My eyes snap open and John kneels over me, lightly shaking my shoulder. When he sees me awake, he takes me by the hands and drags me to my feet. I have the urge to cry out but realize the pain is gone. My mind is fuzzy and I’m so exhausted that it’s hard to focus on anything but the thought of sleeping. I look down at my blood-soaked shirt and carefully put a finger through the torn cloth above my chest. No wound. I wobble where I stand, legs like jelly.

“How did…” I begin, trying to make sense of what happened. “That was the last of your water? Did you kill the keeper to get it?”

My words run together in one long slur. I’m groggy but angry, confused about John’s story and the last memory
I
had from the old keeper. I no longer question the fact that my dreams aren’t merely dreams—they’re memories.

“I would
never
kill the keeper,” John says.

“Then how – ”

“Not now,” he interrupts in a panic. “Your family is in serious danger.
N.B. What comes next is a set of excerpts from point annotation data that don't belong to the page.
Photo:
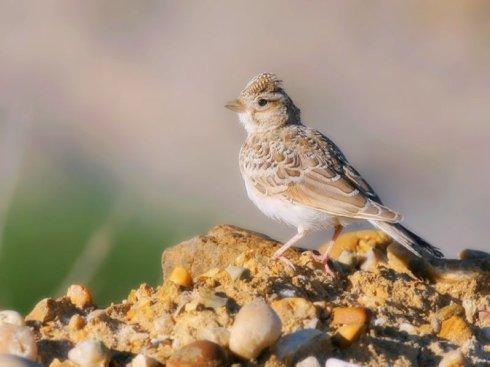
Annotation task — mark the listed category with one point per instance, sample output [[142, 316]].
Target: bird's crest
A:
[[265, 82]]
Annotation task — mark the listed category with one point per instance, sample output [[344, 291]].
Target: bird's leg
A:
[[278, 255], [323, 259]]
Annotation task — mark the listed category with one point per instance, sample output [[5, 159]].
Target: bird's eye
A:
[[262, 102]]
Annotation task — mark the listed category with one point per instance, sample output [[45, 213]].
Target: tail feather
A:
[[407, 238]]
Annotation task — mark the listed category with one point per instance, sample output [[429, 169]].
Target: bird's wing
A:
[[303, 166]]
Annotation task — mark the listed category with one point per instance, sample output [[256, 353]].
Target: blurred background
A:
[[114, 142]]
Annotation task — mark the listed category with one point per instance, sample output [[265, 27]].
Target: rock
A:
[[308, 362], [456, 330], [295, 313], [358, 242], [181, 276], [11, 317], [77, 322], [256, 327], [17, 340], [14, 361], [89, 353], [217, 249], [218, 335], [402, 260], [334, 362], [449, 311], [43, 311], [142, 361], [210, 299], [293, 347], [454, 358], [201, 353], [80, 296], [349, 315], [237, 272], [348, 334]]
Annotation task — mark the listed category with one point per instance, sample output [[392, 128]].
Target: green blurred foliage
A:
[[56, 210]]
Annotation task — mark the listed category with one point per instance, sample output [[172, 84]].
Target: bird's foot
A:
[[323, 260], [286, 262]]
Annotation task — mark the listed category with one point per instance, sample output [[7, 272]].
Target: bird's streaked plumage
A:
[[297, 175]]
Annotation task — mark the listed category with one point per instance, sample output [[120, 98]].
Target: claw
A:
[[286, 262]]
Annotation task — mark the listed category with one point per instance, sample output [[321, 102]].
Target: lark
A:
[[298, 176]]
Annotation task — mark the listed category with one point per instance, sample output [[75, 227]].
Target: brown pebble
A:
[[43, 311], [348, 334], [79, 295], [349, 315], [181, 276], [77, 322], [455, 358], [201, 353], [456, 330]]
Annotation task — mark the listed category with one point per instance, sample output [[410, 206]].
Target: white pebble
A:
[[256, 327], [142, 361], [89, 353], [334, 362], [17, 340], [11, 317], [309, 362], [14, 361]]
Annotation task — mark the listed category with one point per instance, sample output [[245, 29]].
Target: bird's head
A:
[[264, 105]]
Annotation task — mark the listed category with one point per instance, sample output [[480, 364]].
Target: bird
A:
[[298, 176]]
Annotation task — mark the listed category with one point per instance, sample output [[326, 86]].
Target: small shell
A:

I’m sorry to put them in such trouble—I’m sorry for
everything
—but we must go and save them.”

I’m woozy and weak but my instinct to protect kicks in and clears the cobwebs from my mind. There are plenty of things I could ask but I sense John’s fear and know we must act quickly. I take a deep breath and nod my head. He rushes out of the shed—kicks the bloody arrow aside—and I run after him. Or at least I
try
to run after him. My feet barely hit the grass when I stumble over a stick. It might as well be as big as a log in my current condition. I’ve never known clumsiness in my life, can’t remember ever tripping, ever being anything but steady on my feet. This must be what it feels like to me a normal person and I can’t say I particularly like it.